M.A.R.S (Mercenaries, Adventurers, Rogues, and Scholars) which includes: Body-Fixer, City Rat, Cybernetic Techno-Warrior, Merc Soldier, Operator, Personal Concept Option (this is the catch-all), Power Armor Soldier, Psi-Operator, Robot Armor Pilot, Rogue Scholar, Vagabond, Wilderness and Scout.

They then roll on a table for extra bonus stuff. Idk how the "Heroes Journey" relates to Palladium's system.

oggsmash

Rifts I loved for the over the top zany.  I used to like there were options to be CS soldiers and operatives, I do not know if you still can or not, I do know it seems that option is closed in SW (dont know if that is new age of rifts or a SW decision).   I forgave many of the massive logic flaws (the massive resources and technocracy of the CS despite keeping everyone "illiterate" and so forth) because it was intriguing.  I think the rules though were and are a hot mess.   I feel he should just sell the IP for as much as he can get to a company like Pinnacle (who for me, the Savage rifts is not only different from rifts, but a whole lot better.) and step aside.   Or maybe Carella would buy it and use the system Eden (AFMBE, Witchcraft, Armageddon, etc) had to run with the game.  I think Eden was probably the best iteration of what would be great for Rifts, but SW did a great job of bringing the setting to life with better rules.

Chris24601

Quote from: Rhedyn;1066594M.A.R.S (Mercenaries, Adventurers, Rogues, and Scholars) which includes: Body-Fixer, City Rat, Cybernetic Techno-Warrior, Merc Soldier, Operator, Personal Concept Option (this is the catch-all), Power Armor Soldier, Psi-Operator, Robot Armor Pilot, Rogue Scholar, Vagabond, Wilderness and Scout.

They then roll on a table for extra bonus stuff. Idk how the "Heroes Journey" relates to Palladium's system.

Thank you.
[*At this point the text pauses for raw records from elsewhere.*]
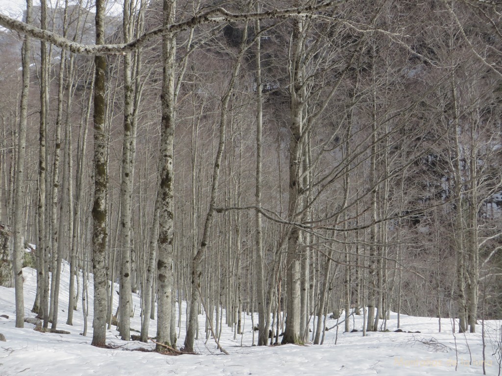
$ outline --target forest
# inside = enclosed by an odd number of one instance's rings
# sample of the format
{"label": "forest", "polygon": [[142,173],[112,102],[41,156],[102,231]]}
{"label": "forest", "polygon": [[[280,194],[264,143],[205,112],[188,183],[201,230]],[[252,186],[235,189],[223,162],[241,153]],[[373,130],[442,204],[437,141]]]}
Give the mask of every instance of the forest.
{"label": "forest", "polygon": [[259,345],[319,344],[342,311],[363,335],[391,312],[460,332],[502,318],[499,2],[24,7],[0,13],[0,285],[16,327],[25,266],[48,330],[78,301],[86,317],[93,275],[98,346],[112,325],[130,340],[137,316],[142,341],[186,352],[240,333],[241,312]]}

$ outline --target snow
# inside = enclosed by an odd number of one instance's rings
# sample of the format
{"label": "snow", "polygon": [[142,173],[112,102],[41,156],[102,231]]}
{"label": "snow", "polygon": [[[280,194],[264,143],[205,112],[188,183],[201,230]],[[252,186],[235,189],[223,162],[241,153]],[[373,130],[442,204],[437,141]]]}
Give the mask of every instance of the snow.
{"label": "snow", "polygon": [[[14,289],[0,287],[0,333],[7,342],[0,342],[0,375],[153,375],[175,374],[190,376],[206,375],[422,375],[439,376],[448,372],[456,374],[482,374],[482,339],[480,333],[452,334],[452,322],[442,319],[442,331],[438,332],[438,319],[414,317],[401,315],[401,328],[420,333],[377,332],[362,336],[362,332],[343,333],[343,324],[326,332],[324,343],[317,346],[286,345],[276,346],[252,346],[253,332],[250,316],[243,313],[242,322],[243,334],[234,334],[224,324],[223,319],[221,344],[229,353],[224,355],[216,348],[213,339],[205,340],[203,328],[205,317],[200,315],[200,338],[196,341],[195,349],[199,355],[169,356],[154,352],[130,351],[133,348],[153,348],[150,343],[126,342],[119,339],[113,327],[107,332],[107,343],[117,346],[113,349],[99,348],[90,345],[92,337],[92,275],[89,285],[90,315],[87,336],[79,333],[83,328],[81,302],[74,312],[74,325],[63,323],[66,321],[69,268],[64,265],[62,276],[61,294],[59,307],[60,322],[58,329],[70,332],[69,334],[42,333],[34,330],[34,325],[25,323],[23,329],[15,327]],[[33,317],[30,312],[35,299],[36,271],[24,270],[25,277],[25,313]],[[116,295],[116,294],[115,294]],[[114,310],[118,303],[115,297]],[[131,319],[131,327],[140,327],[139,312],[140,300],[135,295],[133,306],[136,314]],[[185,328],[186,305],[182,304],[181,327]],[[339,320],[344,319],[342,314]],[[397,327],[397,314],[393,313],[388,321],[388,327]],[[349,317],[351,329],[360,329],[362,316]],[[255,316],[255,323],[258,322]],[[329,319],[327,326],[331,327],[336,319]],[[500,322],[486,321],[487,374],[497,374],[499,364],[495,356],[497,341],[500,338]],[[151,322],[150,332],[154,336],[156,321]],[[481,325],[478,327],[481,331]],[[179,330],[179,328],[178,328]],[[180,346],[184,340],[184,330],[180,331],[178,339]],[[455,343],[456,344],[455,344]],[[455,351],[456,346],[457,351]]]}

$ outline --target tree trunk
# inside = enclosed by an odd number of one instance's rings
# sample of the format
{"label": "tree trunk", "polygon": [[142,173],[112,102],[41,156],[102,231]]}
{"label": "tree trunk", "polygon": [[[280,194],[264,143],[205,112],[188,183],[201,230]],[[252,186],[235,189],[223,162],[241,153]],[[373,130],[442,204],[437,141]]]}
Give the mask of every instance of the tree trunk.
{"label": "tree trunk", "polygon": [[[96,44],[104,43],[104,2],[96,2]],[[106,241],[108,213],[106,207],[107,168],[106,138],[104,133],[106,113],[106,58],[94,58],[94,197],[92,206],[92,271],[94,273],[94,320],[91,344],[104,346],[106,340]]]}

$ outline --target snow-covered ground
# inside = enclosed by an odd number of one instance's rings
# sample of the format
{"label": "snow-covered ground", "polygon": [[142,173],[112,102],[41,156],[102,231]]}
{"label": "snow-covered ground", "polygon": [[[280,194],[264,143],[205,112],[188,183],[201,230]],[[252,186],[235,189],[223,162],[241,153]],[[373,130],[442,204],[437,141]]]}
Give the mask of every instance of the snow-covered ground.
{"label": "snow-covered ground", "polygon": [[[25,268],[25,315],[33,316],[31,309],[35,298],[35,271]],[[64,268],[61,284],[59,321],[58,328],[69,334],[42,333],[34,330],[34,325],[25,323],[24,329],[15,327],[14,289],[0,287],[0,333],[6,342],[0,342],[0,375],[442,375],[447,372],[456,374],[482,374],[482,345],[480,333],[452,333],[452,322],[443,319],[442,331],[438,332],[438,319],[401,315],[401,327],[405,331],[418,333],[372,332],[362,337],[360,331],[343,333],[340,325],[337,338],[333,329],[326,333],[322,345],[308,344],[256,347],[252,346],[253,332],[250,316],[243,314],[244,334],[234,339],[231,328],[223,324],[221,344],[229,353],[225,355],[216,348],[213,340],[205,338],[197,341],[196,351],[199,355],[168,356],[153,352],[130,351],[143,347],[152,348],[153,344],[120,340],[114,329],[107,332],[108,344],[118,346],[114,349],[98,348],[90,343],[92,336],[92,283],[89,285],[89,323],[87,336],[79,333],[83,328],[81,302],[74,312],[73,326],[66,321],[69,268]],[[91,276],[92,278],[92,276]],[[91,280],[92,282],[92,280]],[[134,297],[136,314],[131,326],[139,329],[140,303]],[[115,307],[117,302],[115,301]],[[185,306],[182,305],[182,327],[185,325]],[[388,322],[391,330],[397,327],[397,315]],[[343,315],[340,320],[343,319]],[[362,317],[350,317],[351,329],[360,329]],[[205,318],[199,315],[200,327],[204,327]],[[224,322],[224,320],[223,320]],[[257,322],[255,321],[255,322]],[[336,320],[329,320],[327,326],[333,326]],[[493,349],[500,338],[498,321],[487,321],[487,374],[496,375],[499,364]],[[156,322],[151,322],[150,334],[155,335]],[[481,331],[481,326],[479,326]],[[183,343],[181,331],[178,338]],[[201,336],[203,337],[203,332]],[[498,341],[500,341],[499,339]],[[458,360],[457,360],[458,359]]]}

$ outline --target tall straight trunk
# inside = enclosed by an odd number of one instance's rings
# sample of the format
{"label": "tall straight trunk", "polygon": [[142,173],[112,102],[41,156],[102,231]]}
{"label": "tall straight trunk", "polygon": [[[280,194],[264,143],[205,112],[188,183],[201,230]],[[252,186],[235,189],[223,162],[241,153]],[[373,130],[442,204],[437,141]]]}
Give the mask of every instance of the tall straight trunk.
{"label": "tall straight trunk", "polygon": [[241,43],[240,49],[237,57],[237,60],[233,66],[232,77],[227,88],[226,92],[223,95],[221,100],[221,109],[220,114],[219,138],[218,143],[218,149],[216,151],[214,164],[213,167],[212,184],[211,188],[211,193],[209,197],[209,207],[204,223],[202,237],[200,244],[197,249],[197,253],[194,256],[191,263],[192,278],[191,281],[191,288],[190,300],[190,311],[189,312],[188,323],[187,327],[186,335],[183,347],[186,351],[193,351],[194,342],[197,333],[197,328],[198,320],[197,316],[199,312],[199,305],[200,299],[199,294],[200,291],[201,275],[202,275],[202,265],[201,261],[202,256],[207,248],[209,242],[209,232],[212,223],[212,217],[214,214],[216,206],[216,196],[218,193],[218,187],[219,183],[220,167],[223,151],[226,141],[226,127],[228,122],[228,108],[230,100],[234,92],[235,82],[240,69],[242,57],[246,50],[245,42],[247,38],[247,23],[244,24],[244,32],[242,34],[242,40]]}
{"label": "tall straight trunk", "polygon": [[[47,28],[47,3],[45,0],[40,2],[40,28]],[[49,306],[45,278],[45,258],[47,252],[44,233],[45,218],[45,175],[46,160],[46,133],[47,132],[47,108],[49,101],[49,88],[47,79],[47,45],[44,41],[40,42],[40,127],[39,132],[38,161],[38,202],[37,216],[38,227],[38,239],[37,244],[37,295],[38,301],[32,310],[38,316],[44,317]]]}
{"label": "tall straight trunk", "polygon": [[[299,179],[302,164],[302,144],[301,139],[303,123],[303,112],[305,106],[306,93],[305,85],[305,66],[302,54],[306,38],[305,21],[295,20],[293,26],[292,61],[291,64],[291,85],[290,89],[291,131],[289,141],[289,198],[288,218],[290,221],[297,219],[296,212],[300,203]],[[286,253],[286,283],[287,304],[286,305],[286,328],[283,336],[283,343],[303,343],[303,333],[300,333],[300,279],[301,261],[298,246],[300,240],[300,230],[296,227],[290,229],[288,236]]]}
{"label": "tall straight trunk", "polygon": [[[142,291],[142,298],[143,305],[141,321],[141,340],[142,342],[148,341],[148,328],[152,312],[152,298],[155,299],[155,294],[152,293],[152,286],[155,276],[155,261],[157,260],[157,248],[159,237],[159,207],[160,205],[158,196],[155,199],[155,209],[154,213],[154,221],[152,225],[150,241],[149,247],[148,265],[147,269],[147,278],[145,286]],[[153,296],[152,296],[152,295]]]}
{"label": "tall straight trunk", "polygon": [[[94,80],[93,77],[90,80],[90,88],[89,91],[89,102],[87,104],[87,109],[85,112],[85,115],[84,116],[83,114],[82,114],[81,116],[79,141],[77,149],[77,155],[79,155],[80,157],[77,157],[77,165],[76,180],[75,184],[76,197],[73,209],[73,226],[72,229],[71,249],[70,250],[70,298],[68,300],[68,319],[66,321],[66,323],[68,325],[73,325],[73,306],[74,305],[75,306],[76,305],[76,301],[75,301],[74,304],[72,297],[73,295],[73,290],[74,288],[74,280],[78,277],[78,273],[77,273],[77,270],[78,270],[77,265],[77,245],[78,243],[78,241],[80,236],[81,233],[80,228],[81,226],[81,223],[80,222],[79,220],[83,201],[82,193],[83,192],[83,189],[82,184],[83,183],[83,182],[85,176],[85,170],[84,167],[85,158],[84,157],[84,156],[85,155],[85,151],[87,149],[87,131],[89,129],[89,127],[87,126],[87,124],[88,123],[89,117],[90,115],[91,98],[92,98],[93,92],[94,91]],[[71,160],[72,159],[70,157],[70,160],[71,161]],[[69,162],[70,162],[69,161]],[[70,168],[70,171],[72,169]],[[73,278],[72,277],[72,275],[74,276]],[[82,286],[82,288],[83,288],[83,287],[84,286]],[[84,294],[83,288],[82,288],[82,294]],[[82,296],[82,302],[84,301],[84,297]]]}
{"label": "tall straight trunk", "polygon": [[[176,2],[164,0],[164,25],[174,22]],[[176,52],[175,36],[164,36],[162,42],[163,71],[162,123],[161,127],[159,196],[159,251],[157,261],[157,341],[170,346],[176,344],[171,338],[171,294],[174,276],[174,157],[175,110],[175,74]],[[165,349],[157,345],[157,351]]]}
{"label": "tall straight trunk", "polygon": [[[69,100],[69,99],[68,100]],[[69,156],[70,151],[68,140],[68,132],[66,132],[66,140],[65,142],[64,154],[65,158],[68,158]],[[59,287],[61,282],[61,264],[63,262],[63,252],[64,250],[64,229],[66,221],[65,217],[66,217],[68,212],[68,207],[69,205],[69,200],[68,196],[68,182],[69,178],[68,177],[68,160],[66,159],[64,161],[64,163],[63,171],[63,186],[62,188],[62,198],[61,200],[61,206],[59,210],[59,222],[58,224],[59,229],[58,230],[58,250],[57,265],[55,273],[53,271],[53,278],[55,280],[54,283],[54,299],[53,306],[54,307],[54,313],[52,316],[52,325],[51,328],[55,329],[57,326],[58,316],[59,314],[58,307],[59,304]]]}
{"label": "tall straight trunk", "polygon": [[[104,1],[96,1],[96,44],[104,43]],[[94,96],[94,177],[92,206],[92,271],[94,273],[94,320],[91,344],[104,346],[106,332],[106,253],[108,237],[106,207],[107,168],[105,122],[106,113],[106,58],[94,58],[95,69]]]}
{"label": "tall straight trunk", "polygon": [[476,145],[476,119],[471,120],[470,150],[469,155],[469,175],[470,200],[468,208],[467,231],[469,241],[469,305],[467,307],[469,331],[476,332],[477,319],[478,290],[479,283],[479,245],[478,239],[478,150]]}
{"label": "tall straight trunk", "polygon": [[[32,22],[32,0],[26,1],[26,23]],[[23,89],[20,106],[20,121],[17,143],[17,160],[16,165],[16,181],[14,196],[13,231],[14,251],[13,255],[13,271],[16,299],[16,327],[24,327],[25,304],[23,297],[23,257],[25,253],[23,228],[24,210],[25,158],[26,155],[26,128],[28,122],[28,94],[30,89],[30,38],[25,36],[21,53]]]}
{"label": "tall straight trunk", "polygon": [[[66,12],[65,12],[66,22]],[[61,160],[61,128],[63,122],[63,95],[64,91],[63,74],[66,67],[66,51],[62,50],[61,59],[59,62],[59,74],[58,82],[58,109],[56,116],[56,140],[54,147],[54,158],[52,164],[52,186],[51,193],[51,301],[49,306],[49,320],[54,322],[54,302],[56,300],[56,271],[58,268],[58,243],[59,241],[59,225],[62,221],[58,221],[58,195],[59,191],[59,165]],[[61,269],[60,269],[60,270]]]}
{"label": "tall straight trunk", "polygon": [[[258,6],[257,11],[259,11]],[[255,23],[255,33],[260,32],[260,23],[257,20]],[[262,141],[263,130],[263,97],[262,84],[262,57],[261,38],[256,41],[256,188],[255,193],[255,204],[257,207],[262,206],[262,170],[263,146]],[[257,211],[255,221],[256,224],[256,291],[257,303],[258,308],[258,345],[265,346],[269,338],[269,327],[267,325],[268,314],[265,299],[265,280],[264,270],[263,232],[262,230],[262,214]]]}
{"label": "tall straight trunk", "polygon": [[[131,37],[131,1],[124,0],[122,30],[124,43]],[[122,339],[129,340],[131,336],[131,220],[133,194],[133,170],[134,161],[131,158],[131,146],[134,136],[134,95],[132,82],[132,62],[131,53],[123,57],[124,120],[122,145],[122,176],[120,182],[120,271],[119,275],[118,331]],[[137,106],[138,103],[136,104]]]}
{"label": "tall straight trunk", "polygon": [[454,73],[452,73],[451,91],[453,104],[453,125],[452,132],[454,140],[454,150],[452,153],[452,169],[454,176],[454,189],[455,204],[455,219],[454,222],[454,247],[456,256],[456,296],[457,308],[458,310],[458,331],[463,333],[467,330],[467,303],[465,297],[465,235],[464,232],[464,208],[462,197],[462,179],[461,149],[458,139],[460,129],[460,117],[458,102],[457,97],[456,87],[455,84]]}

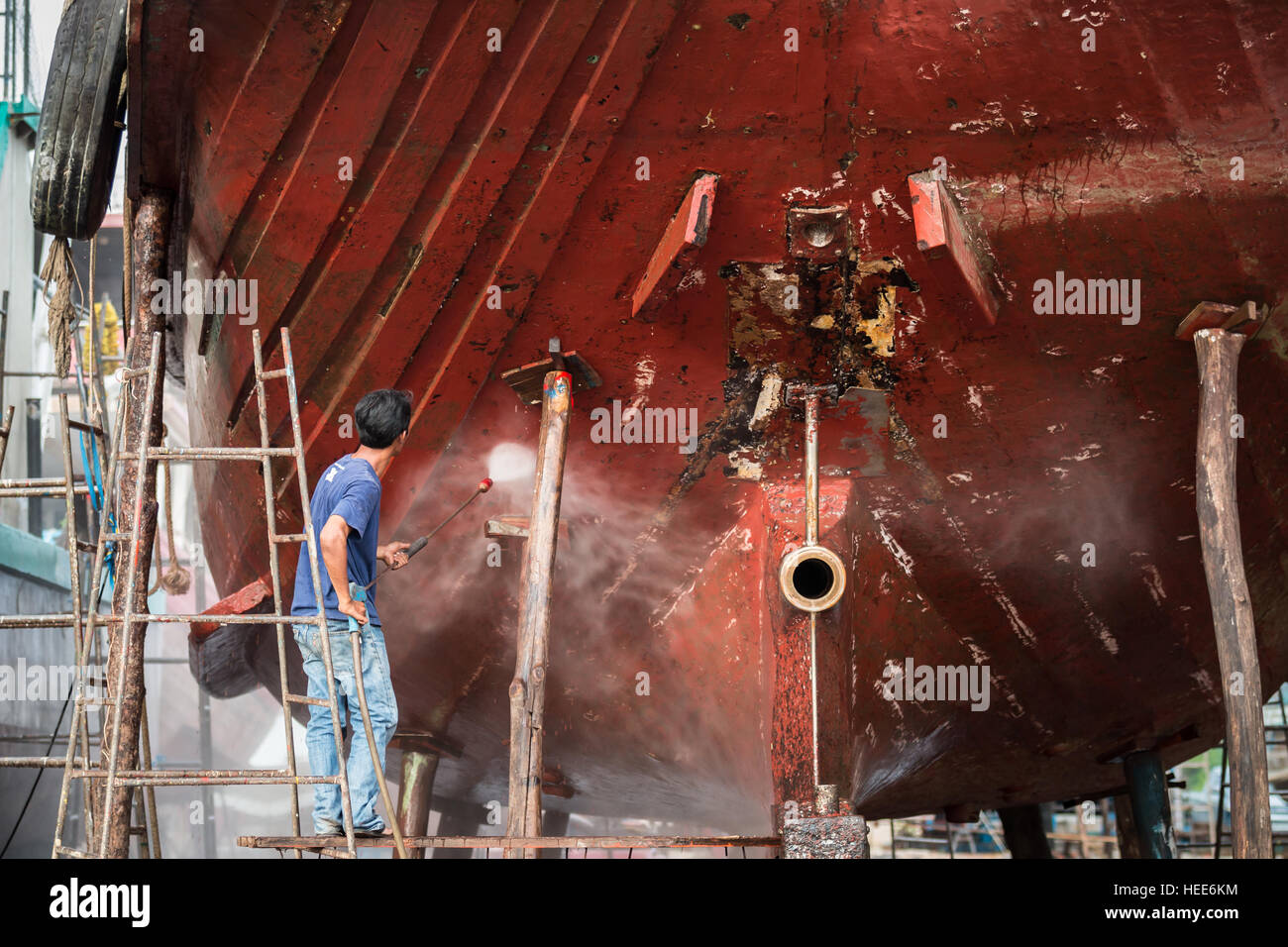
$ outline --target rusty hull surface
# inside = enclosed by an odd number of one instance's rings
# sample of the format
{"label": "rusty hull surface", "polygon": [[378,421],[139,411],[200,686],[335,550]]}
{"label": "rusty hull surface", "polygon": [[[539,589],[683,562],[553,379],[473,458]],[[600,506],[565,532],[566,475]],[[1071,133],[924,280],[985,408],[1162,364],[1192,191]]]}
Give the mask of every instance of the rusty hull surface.
{"label": "rusty hull surface", "polygon": [[[1123,747],[1175,763],[1218,740],[1197,375],[1172,332],[1199,300],[1283,299],[1282,6],[970,6],[142,9],[130,187],[178,195],[171,262],[188,276],[258,281],[268,367],[290,326],[312,472],[355,445],[341,423],[362,393],[416,394],[385,537],[422,532],[498,445],[532,450],[537,414],[501,371],[558,335],[603,376],[576,398],[568,450],[546,755],[573,794],[554,805],[760,831],[813,799],[808,620],[777,588],[804,532],[801,424],[757,414],[775,378],[842,392],[822,417],[822,539],[850,576],[819,620],[819,742],[857,813],[1108,792]],[[987,240],[993,326],[954,314],[917,249],[907,178],[936,157]],[[706,244],[632,317],[702,173],[720,175]],[[848,213],[840,258],[790,256],[793,205]],[[1057,269],[1141,280],[1139,325],[1034,314],[1030,287]],[[787,285],[802,311],[781,305]],[[1267,687],[1288,670],[1282,325],[1240,367]],[[250,329],[187,321],[194,443],[255,438]],[[697,408],[697,450],[592,443],[590,411],[613,399]],[[283,399],[269,416],[285,442]],[[220,594],[264,572],[258,477],[198,468]],[[531,497],[531,477],[497,481],[379,589],[402,725],[464,747],[435,794],[480,805],[505,792],[519,562],[506,545],[488,566],[483,523]],[[884,700],[882,670],[908,656],[988,665],[989,709]]]}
I didn't have my copy of Savage Rifts with me at the time I replied, but I knew it had a rather catchy acronym and covered a whole slew of what should have probably just been a single OCC with a wider array of skill options instead of dozens of separate OCCs with only slight variations in OCC/Secondary/Other skills.

The Savage Rifts "Heroes Journey" wouldn't mesh all that well with the existing rules (most of those would be specific OCC benefits), but Kevin would probably really appreciate all the random rolls regardless.

My guess though is that if they were to consolidate classes using a M.A.R.S. type OCC would be that they'd set it up along the lines of the CS technical officer where they'd get a selection of "MOS Skills" (basically different packages of primary skills) based on your chosen area of expertise and then a unified "Other/Secondary Skills" section. I also suspect that the Robot/Power Armor Pilot would remain a separate OCC as Kevin did actually try to give the Scholar & Adventurer classes some extra skill-related edges to counterbalance the Men-at-Arms classes getting bionics, chemical augments and robots/power armor.